Sunday, 9 November 2008

Monday Mission -- A letter for Remembrance Day

Dear Dad,

It's eleven years since you slipped quietly away from us, dying as you had lived with a characteristic lack of fuss. Eleven is the remembrance number -- it will soon now be the eleventh hour of the eleventh month -- and I find myself thinking about you so often, mostly remembering you with a smile but sometimes regretting the things I did not say to you while you were here with me. Regretting the things I did not thank you for doing and being. Remembering all the gifts you gave me.

I know I never thanked you for the five years of your life you gave to defending your country. I know that you joined the Navy in the fall of 1939 and fought in the Battle of the Atlantic and in the Mediterranean. You endured convoy duty in the North Atlantic when the submarine threat was at its highest and served in the Mediterranean. I know that you came home in 1946 exhausted both mentally and physically and that the effects of your service were with you for the rest of your life.

Knowing all this and also knowing that you found it almost impossible to talk about any of it, I never brought up the subject of your war with you. I never told you that I admired you so much for giving that service to your country because you thought it was your duty to do so. To protect your home, your family, your country.

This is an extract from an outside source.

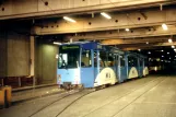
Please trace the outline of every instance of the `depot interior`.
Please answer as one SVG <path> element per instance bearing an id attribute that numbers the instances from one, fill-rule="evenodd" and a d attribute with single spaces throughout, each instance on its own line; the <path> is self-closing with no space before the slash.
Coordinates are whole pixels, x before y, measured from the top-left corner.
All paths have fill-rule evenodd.
<path id="1" fill-rule="evenodd" d="M 33 85 L 34 80 L 35 85 L 55 84 L 58 47 L 68 42 L 97 42 L 139 52 L 148 57 L 150 73 L 175 73 L 175 2 L 129 9 L 116 8 L 110 2 L 108 9 L 70 9 L 59 13 L 55 11 L 54 1 L 45 1 L 38 5 L 48 11 L 34 15 L 27 14 L 32 8 L 25 10 L 25 3 L 13 4 L 23 4 L 23 13 L 17 9 L 13 11 L 9 1 L 0 0 L 1 84 L 11 83 L 19 87 Z"/>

Thank you for teaching me, by your example, about duty. For teaching me that it is right and necessary to do the jobs life gives us with as much competence and dedication as we can bring to them. For showing me that honesty, respect for law and your community, generosity and integrity are the building blocks of living well, of being a good citizen, a good person. I'm not sure I ever said to you that I knew you were all those things or that I knew you consciously tried to build a better, safer world for me and for your grandchildren. I never said that I could see some, at least, of what it cost you.

I wish I could talk to you to-day. Discuss the news, the election of the first African American president. How that would please you. I wish you could see what your granddaughters have become and that they have inherited your diligence, your intelligence and your commitment to family, friends and country.

You can sleep well.


  1. well, you may have misread the mission, but this is a lovely post, and I'm glad that you wrote it and were "inspired" to do so by your misread of the mission. I wouldn't have it any other way.

    Tomorrow they will celebrate Veterans day at MQ's school, and we sent in a picture of my husband's father in uniform during WWII. He's been an old man ever since I knew him, and just looking at that picture is almost confusing. It's only recently that he has begun talking about the war... and you never know when it's going to happen. I need to have my video camera at the ready to catch him doing so!

  2. I just linked over here from Painted Maypole for a glance and ended up quiet and teary with this post. Thank you for sharing the beautiful remembrance.

  3. Hmmm. I thought I had commented on this on Remembrance Day. This was a lovely tribute to a fine man, Mary.